Waterfalls of Minnesota
by Lisa Crayford
Adventure Publications • ISBN: 978-1-59193-592-6 • $14.95 Softcover
It’s spring and a great time to take Lisa along to a gushing waterfall.
I’ve spent a little time myself with this practical and concise guide, which covers the state, concentrating Up North, where the waterfalls hang out. It combines beautiful photos with descriptions and tips that include notes on parking and GPS coordinates.
The high-quality paper puts the icing on the cake. I recommend this guide, with a few minor cautions.
Each section starts with Lisa’s must-sees, which leads to some confusing jumps, putting, for example, many falls and pages between Lower Gooseberry Falls and the Middle & Upper Falls. It’s also obvious that Lisa is in better shape than I am. A couple of the “easy” trails may not be so for middle-aged casual hikers. The 248 stairs, which Lisa does note, at the Cascades on Baptism River make it more a “challenging easy.” The elderly hikers ahead of us with canes would have agreed. Still, we were all happy to see the falls, and Lisa’s guide helped get me there.

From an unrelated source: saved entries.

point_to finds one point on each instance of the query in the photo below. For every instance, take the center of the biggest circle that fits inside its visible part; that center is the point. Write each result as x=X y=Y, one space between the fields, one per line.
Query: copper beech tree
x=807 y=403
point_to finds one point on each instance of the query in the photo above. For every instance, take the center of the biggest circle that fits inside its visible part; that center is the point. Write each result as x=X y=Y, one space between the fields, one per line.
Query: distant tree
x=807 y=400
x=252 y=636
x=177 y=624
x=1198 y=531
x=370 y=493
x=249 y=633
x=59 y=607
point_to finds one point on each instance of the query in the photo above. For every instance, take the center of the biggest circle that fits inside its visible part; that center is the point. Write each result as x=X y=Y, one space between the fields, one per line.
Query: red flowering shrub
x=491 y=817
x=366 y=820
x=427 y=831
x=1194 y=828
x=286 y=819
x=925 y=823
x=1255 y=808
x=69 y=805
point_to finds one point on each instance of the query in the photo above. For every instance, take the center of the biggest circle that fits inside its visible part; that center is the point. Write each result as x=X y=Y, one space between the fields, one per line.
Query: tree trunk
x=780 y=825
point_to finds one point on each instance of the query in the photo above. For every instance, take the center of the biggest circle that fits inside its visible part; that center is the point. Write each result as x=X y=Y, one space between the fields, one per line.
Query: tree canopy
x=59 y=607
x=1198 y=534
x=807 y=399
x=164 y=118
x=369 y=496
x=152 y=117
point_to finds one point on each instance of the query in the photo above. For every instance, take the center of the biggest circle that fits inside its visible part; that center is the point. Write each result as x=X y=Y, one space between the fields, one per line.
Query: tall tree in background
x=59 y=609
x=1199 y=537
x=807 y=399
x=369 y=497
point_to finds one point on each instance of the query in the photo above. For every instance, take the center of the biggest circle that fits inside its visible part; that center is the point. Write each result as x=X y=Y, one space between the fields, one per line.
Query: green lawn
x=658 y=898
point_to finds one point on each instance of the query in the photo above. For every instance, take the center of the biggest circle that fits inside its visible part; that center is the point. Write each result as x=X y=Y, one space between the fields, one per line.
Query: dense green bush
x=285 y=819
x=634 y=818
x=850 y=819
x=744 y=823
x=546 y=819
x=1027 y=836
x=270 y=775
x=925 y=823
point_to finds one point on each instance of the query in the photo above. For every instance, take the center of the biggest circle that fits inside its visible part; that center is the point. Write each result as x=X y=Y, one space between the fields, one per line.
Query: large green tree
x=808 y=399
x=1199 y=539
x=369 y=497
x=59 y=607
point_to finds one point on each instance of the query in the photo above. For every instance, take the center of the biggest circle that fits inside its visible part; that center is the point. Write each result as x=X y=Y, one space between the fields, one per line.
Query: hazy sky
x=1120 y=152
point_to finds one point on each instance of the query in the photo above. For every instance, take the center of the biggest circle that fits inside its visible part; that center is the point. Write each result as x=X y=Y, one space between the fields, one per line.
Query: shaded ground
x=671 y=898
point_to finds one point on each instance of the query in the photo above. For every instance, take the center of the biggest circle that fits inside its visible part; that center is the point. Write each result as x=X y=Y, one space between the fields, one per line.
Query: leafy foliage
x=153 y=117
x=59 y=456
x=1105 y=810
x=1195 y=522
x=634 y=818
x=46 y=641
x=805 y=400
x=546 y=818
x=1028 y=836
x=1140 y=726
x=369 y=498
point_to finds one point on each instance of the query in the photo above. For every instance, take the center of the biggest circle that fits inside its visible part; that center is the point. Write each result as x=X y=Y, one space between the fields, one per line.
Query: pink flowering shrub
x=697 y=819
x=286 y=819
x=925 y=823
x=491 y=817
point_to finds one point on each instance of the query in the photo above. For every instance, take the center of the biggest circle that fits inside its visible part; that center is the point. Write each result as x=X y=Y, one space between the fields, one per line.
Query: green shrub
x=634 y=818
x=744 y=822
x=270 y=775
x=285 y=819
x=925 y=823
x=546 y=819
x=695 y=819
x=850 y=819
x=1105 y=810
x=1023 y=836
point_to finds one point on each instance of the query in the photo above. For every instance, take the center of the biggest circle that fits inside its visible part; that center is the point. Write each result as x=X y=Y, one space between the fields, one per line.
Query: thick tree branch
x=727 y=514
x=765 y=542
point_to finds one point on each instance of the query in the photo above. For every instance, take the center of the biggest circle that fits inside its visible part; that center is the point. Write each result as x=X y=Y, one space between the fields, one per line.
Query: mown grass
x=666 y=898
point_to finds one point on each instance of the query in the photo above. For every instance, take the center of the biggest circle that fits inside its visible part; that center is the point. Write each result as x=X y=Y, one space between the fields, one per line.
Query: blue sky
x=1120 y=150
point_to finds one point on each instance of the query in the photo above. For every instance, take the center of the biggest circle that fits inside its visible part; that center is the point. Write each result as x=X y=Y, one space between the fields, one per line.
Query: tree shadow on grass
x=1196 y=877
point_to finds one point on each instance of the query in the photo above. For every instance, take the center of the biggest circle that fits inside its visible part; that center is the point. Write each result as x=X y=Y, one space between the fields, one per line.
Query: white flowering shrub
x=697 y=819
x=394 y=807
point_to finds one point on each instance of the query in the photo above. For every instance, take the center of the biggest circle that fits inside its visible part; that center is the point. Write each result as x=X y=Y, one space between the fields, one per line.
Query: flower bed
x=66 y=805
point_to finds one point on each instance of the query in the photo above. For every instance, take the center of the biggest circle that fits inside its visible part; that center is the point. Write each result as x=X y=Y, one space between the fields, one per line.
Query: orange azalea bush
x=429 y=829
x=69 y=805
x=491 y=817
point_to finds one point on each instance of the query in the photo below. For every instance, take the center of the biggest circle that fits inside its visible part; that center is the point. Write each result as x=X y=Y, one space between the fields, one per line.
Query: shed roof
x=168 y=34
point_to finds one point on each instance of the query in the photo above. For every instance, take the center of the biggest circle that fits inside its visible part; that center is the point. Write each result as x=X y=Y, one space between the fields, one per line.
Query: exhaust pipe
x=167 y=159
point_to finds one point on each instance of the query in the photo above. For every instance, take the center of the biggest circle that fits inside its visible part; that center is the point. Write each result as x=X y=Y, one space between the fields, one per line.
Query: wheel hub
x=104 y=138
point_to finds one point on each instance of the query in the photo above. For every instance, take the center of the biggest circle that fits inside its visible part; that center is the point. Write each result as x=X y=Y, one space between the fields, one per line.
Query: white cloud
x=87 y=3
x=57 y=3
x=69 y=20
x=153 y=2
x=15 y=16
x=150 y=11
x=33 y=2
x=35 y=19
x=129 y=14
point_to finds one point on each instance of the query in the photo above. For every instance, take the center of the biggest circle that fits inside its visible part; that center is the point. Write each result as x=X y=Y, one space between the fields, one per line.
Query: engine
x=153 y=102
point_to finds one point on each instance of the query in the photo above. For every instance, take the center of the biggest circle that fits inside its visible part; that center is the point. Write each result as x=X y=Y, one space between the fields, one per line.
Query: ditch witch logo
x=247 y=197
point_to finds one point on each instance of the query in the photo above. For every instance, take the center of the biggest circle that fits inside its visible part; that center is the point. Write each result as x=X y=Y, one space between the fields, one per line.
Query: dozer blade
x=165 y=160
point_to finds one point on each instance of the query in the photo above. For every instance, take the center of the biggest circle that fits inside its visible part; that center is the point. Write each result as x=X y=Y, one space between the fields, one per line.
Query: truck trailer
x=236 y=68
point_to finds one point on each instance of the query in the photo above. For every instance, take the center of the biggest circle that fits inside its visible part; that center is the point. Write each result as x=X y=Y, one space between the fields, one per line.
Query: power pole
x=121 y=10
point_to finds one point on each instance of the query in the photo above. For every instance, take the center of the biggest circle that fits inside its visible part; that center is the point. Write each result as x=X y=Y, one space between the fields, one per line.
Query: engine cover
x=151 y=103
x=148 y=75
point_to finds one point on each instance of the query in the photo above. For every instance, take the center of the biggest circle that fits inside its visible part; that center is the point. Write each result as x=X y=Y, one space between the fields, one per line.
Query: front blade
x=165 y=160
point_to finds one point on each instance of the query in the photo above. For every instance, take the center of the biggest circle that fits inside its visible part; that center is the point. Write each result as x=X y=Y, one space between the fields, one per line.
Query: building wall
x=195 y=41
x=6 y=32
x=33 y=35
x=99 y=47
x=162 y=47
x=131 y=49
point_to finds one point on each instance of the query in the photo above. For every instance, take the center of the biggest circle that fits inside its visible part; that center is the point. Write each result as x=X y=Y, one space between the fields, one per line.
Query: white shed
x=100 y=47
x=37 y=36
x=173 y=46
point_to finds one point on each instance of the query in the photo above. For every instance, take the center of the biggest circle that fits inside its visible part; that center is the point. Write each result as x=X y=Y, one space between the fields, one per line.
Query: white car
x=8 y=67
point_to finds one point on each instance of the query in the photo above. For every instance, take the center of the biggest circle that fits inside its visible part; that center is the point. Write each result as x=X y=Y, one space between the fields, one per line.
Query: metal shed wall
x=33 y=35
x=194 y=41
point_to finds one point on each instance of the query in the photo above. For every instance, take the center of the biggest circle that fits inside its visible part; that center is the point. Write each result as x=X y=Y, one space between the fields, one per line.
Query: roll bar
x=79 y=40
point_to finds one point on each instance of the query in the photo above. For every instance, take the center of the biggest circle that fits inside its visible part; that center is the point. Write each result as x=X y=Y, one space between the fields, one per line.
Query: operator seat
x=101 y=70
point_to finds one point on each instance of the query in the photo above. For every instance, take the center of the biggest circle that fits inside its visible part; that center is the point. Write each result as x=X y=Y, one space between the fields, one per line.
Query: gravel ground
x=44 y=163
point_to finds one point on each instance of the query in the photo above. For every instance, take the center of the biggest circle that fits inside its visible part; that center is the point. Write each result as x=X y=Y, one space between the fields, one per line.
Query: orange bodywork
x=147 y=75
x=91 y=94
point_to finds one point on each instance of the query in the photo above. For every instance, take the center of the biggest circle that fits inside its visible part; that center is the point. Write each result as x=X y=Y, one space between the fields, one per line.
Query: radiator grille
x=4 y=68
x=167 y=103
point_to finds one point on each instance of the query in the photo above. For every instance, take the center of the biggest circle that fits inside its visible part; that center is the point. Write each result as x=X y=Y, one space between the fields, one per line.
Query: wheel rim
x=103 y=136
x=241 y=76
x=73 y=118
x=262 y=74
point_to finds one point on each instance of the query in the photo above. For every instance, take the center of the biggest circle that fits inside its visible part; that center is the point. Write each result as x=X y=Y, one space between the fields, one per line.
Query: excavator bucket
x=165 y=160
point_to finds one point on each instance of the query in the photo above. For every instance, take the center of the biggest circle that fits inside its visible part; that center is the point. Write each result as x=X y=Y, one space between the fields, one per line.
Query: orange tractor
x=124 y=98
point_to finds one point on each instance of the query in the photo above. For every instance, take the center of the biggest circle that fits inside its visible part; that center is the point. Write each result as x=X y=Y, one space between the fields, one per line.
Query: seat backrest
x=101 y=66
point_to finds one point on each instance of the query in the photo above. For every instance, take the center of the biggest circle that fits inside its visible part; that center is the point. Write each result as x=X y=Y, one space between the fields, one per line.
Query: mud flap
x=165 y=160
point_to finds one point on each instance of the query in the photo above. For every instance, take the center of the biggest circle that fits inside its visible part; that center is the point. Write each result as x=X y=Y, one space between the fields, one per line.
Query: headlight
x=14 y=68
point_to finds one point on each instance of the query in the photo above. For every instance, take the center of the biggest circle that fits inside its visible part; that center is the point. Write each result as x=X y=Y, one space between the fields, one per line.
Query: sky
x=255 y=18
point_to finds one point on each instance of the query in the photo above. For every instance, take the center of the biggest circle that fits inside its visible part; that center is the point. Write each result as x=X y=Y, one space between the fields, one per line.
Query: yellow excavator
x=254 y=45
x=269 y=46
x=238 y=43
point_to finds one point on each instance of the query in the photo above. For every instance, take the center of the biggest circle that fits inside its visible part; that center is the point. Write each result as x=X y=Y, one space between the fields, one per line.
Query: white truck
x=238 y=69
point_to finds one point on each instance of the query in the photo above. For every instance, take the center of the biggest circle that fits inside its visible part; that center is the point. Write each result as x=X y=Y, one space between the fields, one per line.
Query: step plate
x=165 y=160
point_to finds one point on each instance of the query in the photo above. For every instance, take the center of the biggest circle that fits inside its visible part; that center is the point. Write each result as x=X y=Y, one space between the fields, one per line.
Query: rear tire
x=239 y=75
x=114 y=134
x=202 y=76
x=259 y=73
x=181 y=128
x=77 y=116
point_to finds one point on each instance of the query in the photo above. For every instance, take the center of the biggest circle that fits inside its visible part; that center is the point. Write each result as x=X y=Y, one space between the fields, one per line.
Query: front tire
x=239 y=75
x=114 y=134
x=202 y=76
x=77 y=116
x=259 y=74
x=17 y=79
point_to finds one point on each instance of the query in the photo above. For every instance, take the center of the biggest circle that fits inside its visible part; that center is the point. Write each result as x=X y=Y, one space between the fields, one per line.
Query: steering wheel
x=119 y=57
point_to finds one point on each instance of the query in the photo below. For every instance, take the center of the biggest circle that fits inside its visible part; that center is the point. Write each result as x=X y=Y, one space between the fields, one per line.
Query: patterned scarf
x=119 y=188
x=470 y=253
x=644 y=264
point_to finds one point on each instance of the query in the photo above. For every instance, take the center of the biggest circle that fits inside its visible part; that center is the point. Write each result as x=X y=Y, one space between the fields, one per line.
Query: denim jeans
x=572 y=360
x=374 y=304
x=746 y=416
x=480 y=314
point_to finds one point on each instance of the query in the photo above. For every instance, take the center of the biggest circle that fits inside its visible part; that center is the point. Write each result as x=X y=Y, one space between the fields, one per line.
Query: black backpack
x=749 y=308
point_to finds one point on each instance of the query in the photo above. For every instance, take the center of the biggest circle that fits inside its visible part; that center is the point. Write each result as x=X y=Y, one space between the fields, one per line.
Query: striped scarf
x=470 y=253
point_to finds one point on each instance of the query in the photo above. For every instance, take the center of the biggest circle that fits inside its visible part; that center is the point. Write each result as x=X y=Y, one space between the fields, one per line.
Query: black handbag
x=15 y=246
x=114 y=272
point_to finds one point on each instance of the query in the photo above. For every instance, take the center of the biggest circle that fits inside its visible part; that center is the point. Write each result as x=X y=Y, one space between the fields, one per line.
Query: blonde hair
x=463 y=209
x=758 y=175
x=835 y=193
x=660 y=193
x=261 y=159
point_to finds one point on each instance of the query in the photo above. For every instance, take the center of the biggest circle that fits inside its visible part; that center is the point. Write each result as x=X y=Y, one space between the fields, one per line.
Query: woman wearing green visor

The Sky Watched: Poems of Ojibwe Lives
By Linda LeGarde Grover
Red Mountain Press • 978-0-9908047-7-2 • $18.95 Softcover
Linda, a member of the Bois Forte Ojibwe who has become known for award-winning short stories, returns to her writing roots in poetry. And here, poetry best serves these often difficult tales. Linda weaves boarding schools and loss amid stories of sacrifice, love and family.
The book begins with sacrifice, a poetic retelling how, after the Great Flood, little Muskrat, Washashk, swims deep (and fatally) to grab a pawful of muddy earth from which Nanaboozhoo will create new land where all can live. It foreshadows sacrifices that surface, like the mother who keeps a smile until her children, off to boarding school, are out of sight.
Linda blends here her Native and non-Native ancestry, sprinkling Ojibwe words musically among English. These poems express private and collective histories. They shed light and dark, understanding and ultimately a sort of grace to the past, present and future.